Me está esperando en el sitio convenido. Cerca hay un templo, me había indicado en el mensaje. Nos saludamos cortésmente. Soy Ángeles, dice con una gran sonrisa tendiéndome la mano, y se extraña un poco al verme viajar sin equipaje. No me hace falta, le he explicado. Es de noche, hace frío, montamos en el coche y nos ponemos en marcha. En el asiento del copiloto va un hombre, que me es presentado como su compañero o algo así. Apenas se distinguen nuestros rostros. Soy el único viajero invitado. El vaho cubre las ventanas. Surgen un par de conversaciones, acerca de la música country, acerca de los lugares que se empiezan a habilitar como parkings para los viajes compartidos.
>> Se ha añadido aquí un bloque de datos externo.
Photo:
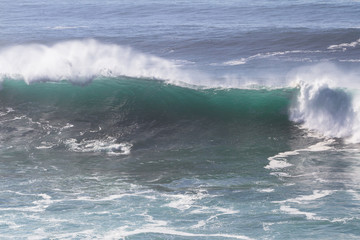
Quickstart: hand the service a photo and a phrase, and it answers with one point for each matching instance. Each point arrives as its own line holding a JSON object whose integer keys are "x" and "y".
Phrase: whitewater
{"x": 184, "y": 120}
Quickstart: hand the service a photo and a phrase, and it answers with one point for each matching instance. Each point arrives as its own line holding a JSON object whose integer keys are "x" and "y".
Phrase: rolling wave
{"x": 141, "y": 87}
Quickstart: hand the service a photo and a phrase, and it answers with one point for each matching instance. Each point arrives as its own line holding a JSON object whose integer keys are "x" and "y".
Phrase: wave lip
{"x": 80, "y": 61}
{"x": 327, "y": 102}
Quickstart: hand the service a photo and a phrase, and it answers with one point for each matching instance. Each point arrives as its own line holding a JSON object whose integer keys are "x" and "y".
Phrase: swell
{"x": 149, "y": 100}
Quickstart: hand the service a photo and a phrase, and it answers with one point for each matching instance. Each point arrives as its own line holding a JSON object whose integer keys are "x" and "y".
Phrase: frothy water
{"x": 179, "y": 120}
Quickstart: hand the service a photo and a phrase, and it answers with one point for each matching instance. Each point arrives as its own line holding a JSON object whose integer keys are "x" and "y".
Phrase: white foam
{"x": 242, "y": 61}
{"x": 317, "y": 194}
{"x": 328, "y": 101}
{"x": 344, "y": 46}
{"x": 266, "y": 190}
{"x": 80, "y": 61}
{"x": 295, "y": 211}
{"x": 108, "y": 145}
{"x": 123, "y": 233}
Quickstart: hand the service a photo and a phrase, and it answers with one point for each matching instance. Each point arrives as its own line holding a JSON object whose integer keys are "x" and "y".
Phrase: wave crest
{"x": 326, "y": 103}
{"x": 80, "y": 61}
Poco a poco se va haciendo el silencio y me adormezco, acurrucado sobre la calidez que me envuelve. En esos despertares brumosos del trayecto veo que ha cambiado el conductor, es el hombre quien ahora conduce, y yo vuelvo a caer en el sesteo. En la distancia adormilada y lejana creo escuchar o recordar lamentos o susurros, algo precipitado, mas apenas presto atención. Se mantiene la noche y me parece vislumbrar que es otra mujer distinta quien se encuentra al volante. Y en el oscilar cíclico y constante que se desliza de vigilia a consciencia, de consciencia a vigilia, percibo más adelante que han vuelto a cambiar de conductor. Esta vez es un hombre joven. Luego otra mujer, de pelo largo. Siempre alguien les acompaña en el otro asiento delantero. Pero mi sueño es más intenso, más profundo, más denso, y les pierdo de vista. Hasta que de nuevo entreveo otro alguien diferente conduciendo. He olvidado dónde voy. Parece que está amaneciendo. No sé tampoco adónde me llevan, pero siento que es algo que ya no me preocupará en absoluto.